Любованье – хлеб насущный мой:
Я молитву говорю.
Всех кудрей златых – дороже мне
Нежный иней индевеющий
Над малиновой скамеечкой
У подножья твоего.
Головой в колени добрые
Утыкаючись – все думаю:
Все ли – до последней – собраны
Розы для тебя в саду?
Но в одном клянусь: обобраны
Все – до одного! – царевичи –
На малиновой скамеечке
У подножья твоего.
А покамест песни пела я,
Ты уснул – и вот блаженствую:
Самое святое дело мне –
Сонные глаза стеречь!
– Если б знал ты, как божественно
Мне дышать – дохнуть не смеючи –
На малиновой скамеечке
У подножья твоего!
К. Д. Бальмонту
(1867–1942)
Бальмонту
Пышно и бесстрастно вянут
Розы нашего румянца.
Лишь камзол теснее стянут:
Голодаем как испанцы.
Ничего не можем даром
Взять – скорее гору сдвинем!
И ко всем гордыням старым –
Голод: новая гордыня.
В вывернутой наизнанку
Мантии Врагов Народа
Утверждаем всей осанкой:
Луковица – и свобода.
Жизни ломовое дышло
Спеси не перешибило
Скакуну.

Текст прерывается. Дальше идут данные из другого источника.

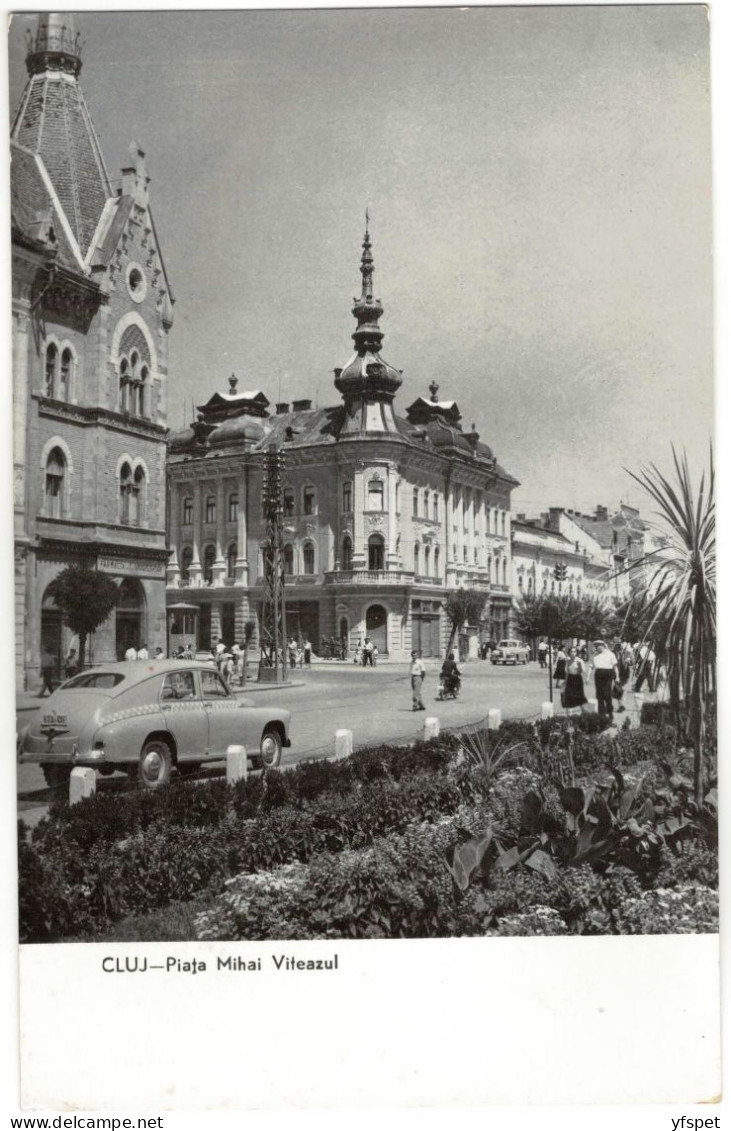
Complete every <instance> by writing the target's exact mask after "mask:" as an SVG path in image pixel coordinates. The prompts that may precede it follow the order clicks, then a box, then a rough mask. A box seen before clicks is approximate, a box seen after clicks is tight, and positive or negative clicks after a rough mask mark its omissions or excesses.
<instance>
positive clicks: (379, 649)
mask: <svg viewBox="0 0 731 1131" xmlns="http://www.w3.org/2000/svg"><path fill="white" fill-rule="evenodd" d="M387 624H388V613H387V612H386V610H385V608H384V606H382V605H371V606H370V608H369V610H368V612H367V613H365V636H367V637H368V638H369V639H370V640H372V642H373V644H375V645H376V647H377V648H378V653H379V655H381V656H385V655H386V653H387V651H388V634H387V632H386V627H387Z"/></svg>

Как бы не вышло:
– Луковица – и могила.
Будет наш ответ у входа
В Рай, под деревцем миндальным:
– Царь! На пиршестве народа
Голодали – как гидальго!
Бальмонту
(К тридцатипятилетию поэтического труда)
Дорогой Бальмонт!
Почему я приветствую тебя на страницах журнала «Своими путями»? Плененность словом, следовательно – смыслом. Что такое своими путями? Тропинкой, вырастающей под ногами и зарастающей по следам: место не хожено – не езжено, не автомобильное шоссе роскоши, не ломовая громыхалка труда, – свой путь, без пути. Беспутный! Вот я и дорвалась до своего любимого слова! Беспутный – ты, Бальмонт, и беспутная – я, все поэты беспутны, – своими путями ходят. Есть такая детская книжка, Бальмонт, какого-то англичанина, я ее никогда не читала, но написать бы ее взялась: – «Кошка, которая гуляла сама по себе». Такая кошка – ты, Бальмонт, и такая кошка – я. Все поэты такие кошки. Но, оставляя кошек и возвращаясь к «Своим путям»:
Пленяют меня в этом названии равно-сильно оба слова, возникающая из них формула. Что́ поэт назовет здесь своим – кроме пути? Что́ сможет, что́ захочет назвать своим, – кроме пути? Все остальное – чужое: «ваше», «ихнее», но путь – мой. Путь – единственная собственность «беспутных»! Единственный возможный для них случай собственности и единственный, вообще, случай, когда собственность – священна: одинокие пути творчества. Таков ты был, Бальмонт, в Советской России, – таким собственником! – один против всех – собственников, тех или иных. (Видишь, как дорого тебе это название!)